Poodles do very occasionally come up in general rescue, although you are much more likely to find a poodles cross, and usually larger than toy-sized: Dogs Trust of course, and DogsBlog.com, although the latter is now mainly overseas rescues. I would be wary of the free listing sites - lots of scams, lots of puppy farmers and illegal imports, despite Lucy's Law, and rather too many people trying to make a profit out of their dogs. Plus the prices are often higher than for a healthy, happy pup from a reputable breeder who does everything right.

Good luck!


----------



## WinnieThePoodle (Sep 1, 2020)

I looked for about a year for a poodle to adopt and they are so hard to find. There were cockapoos and cavapoos and poos with other mixes but very rarely did I find a poodle of any size. If there was then it was either very old or had issues that I couldn't deal with.


----------



## fjm (Jun 4, 2010)

These are fairly typical:
Poodle/Shih Tzu cross: Dave - 18 month old male Shih Tzu cross Poodle available for adoption
Bichon/poodle cross (bite history): Dickens - 4 year old male Bichon Frise cross Poodle available for adoption


----------



## Tulsi (Jun 8, 2021)

Many Tears Animal Rescue in Wales often have poodles and poodle crosses in. They rehome all over the UK. Not sure what their policy is re communal gardens.

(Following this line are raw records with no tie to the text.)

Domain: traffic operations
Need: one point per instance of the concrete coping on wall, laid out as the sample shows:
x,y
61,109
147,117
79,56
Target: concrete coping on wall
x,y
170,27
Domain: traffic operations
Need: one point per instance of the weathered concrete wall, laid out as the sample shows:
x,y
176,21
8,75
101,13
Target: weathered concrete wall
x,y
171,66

My darling wonderful collie, Tass (rip) came from them.


----------



## PeggyTheParti (Sep 5, 2019)

I think your best bet would be to contact good breeders in your area who require dogs to be returned to them if their home situation doesn’t work out. 

You would find those breeders the same way you would if searching for a puppy. But let them know you’re interested in an adult, should one come available.


----------